TAMPA — The U.S. Air Force has announced it will cut nearly 500 aircraft from its worldwide fleet over the next five years, but the ensuing shuffle could provide a windfall for MacDill Air Force Base in Tampa.
The local air base will add eight additional KC-135 Stratotanker aerial refueling jets to its existing fleet of 16 in 2018, according to the Defense Department’s fiscal 2015 budget request that now goes to Congress.
The tankers would come with 220 additional active duty personnel and 75 reservists, an Air Force spokeswoman said.
The news elated civic and economic development officials.
“This confirms what we have said for years. MacDill Air Force Base is uniquely prepared both strategically and from a capacity perspective to handle the new aircraft,” said Tampa Mayor Bob Buckhorn. “This is a great announcement for our city, and for the long term viability of the Air Force mission at MacDill.”
MacDill issued a statement saying only that the 6th Air Mobility Wing, the base’s host unit, “has and will continue to meet the needs of the Air Force.” The wing flies the KC-135s along with the 927th Air Refueling Wing, an Air Force Reserve unit.
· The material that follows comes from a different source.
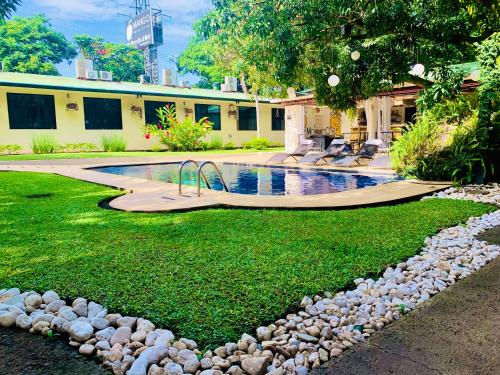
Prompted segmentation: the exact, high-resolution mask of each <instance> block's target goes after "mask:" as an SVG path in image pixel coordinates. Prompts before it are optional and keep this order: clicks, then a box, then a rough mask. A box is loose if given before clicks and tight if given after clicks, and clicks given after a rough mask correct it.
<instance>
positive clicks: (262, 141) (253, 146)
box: [243, 137, 271, 150]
The relocation of aircraft to Tampa would be part of a fleet management plan that will be devised as the Air Force draws down equipment and personnel in the wake of cuts to the military budget. While MacDill comes out ahead, other Florida bases face cuts under President Barack Obama’s fiscal 2015 budget.
Eglin Air Force Base in the Panhandle would lose two A-10 Thunderbolt II close air support units and one F15C fighter in 2015. Jacksonville Air National Guard Base loses three F-15C fighter units in 2016, according to the proposal.
Documents did not indicate where the aircraft headed to Tampa are currently based. Ann Stefanek, an Air Force spokeswoman at the Pentagon, said that decision will come as 2018 approaches. “What particular tail ends up at a particular location will depend on the fleet management process,” Stefanek said. Planners will look for similar models of the aircraft that require similar maintenance procedures.
“There is not a ‘loser’ per se and MacDill is a ‘winner,’ ” Stefanek said. “That was just a broader Air Force decision that results in a gain of eight to MacDill.”
Nonetheless, the news was celebrated here.
“Solidifying what is already a significant position for MacDill is very important,” said Stuart Rogel, chairman and chief executive of the Tampa Bay Partnership.
The good news comes after a major disappointment last year. In January 2013, the Air Force said MacDill would not host the first wave of KC-46 aircraft, the next-generation refueling vehicle now in development. Officials expressed hope that MacDill will be reconsidered for future rounds as more of the aircraft are produced.
“We have to be very vigilant because of the changing nature of the military and downsizing,” Rogel said. “We have to do everything we can to secure and support our base; that strengthens our position whenever there is base closing activity.”
Rogel said MacDill has a “huge ripple effect” throughout the region’s economy. From military and civilian payroll to local expenditures for goods and services to indirect jobs created to support 11,000 active duty military and civilian workers and their families, the base pumps nearly $5 billion a year into the local economy, a 2011 base study showed.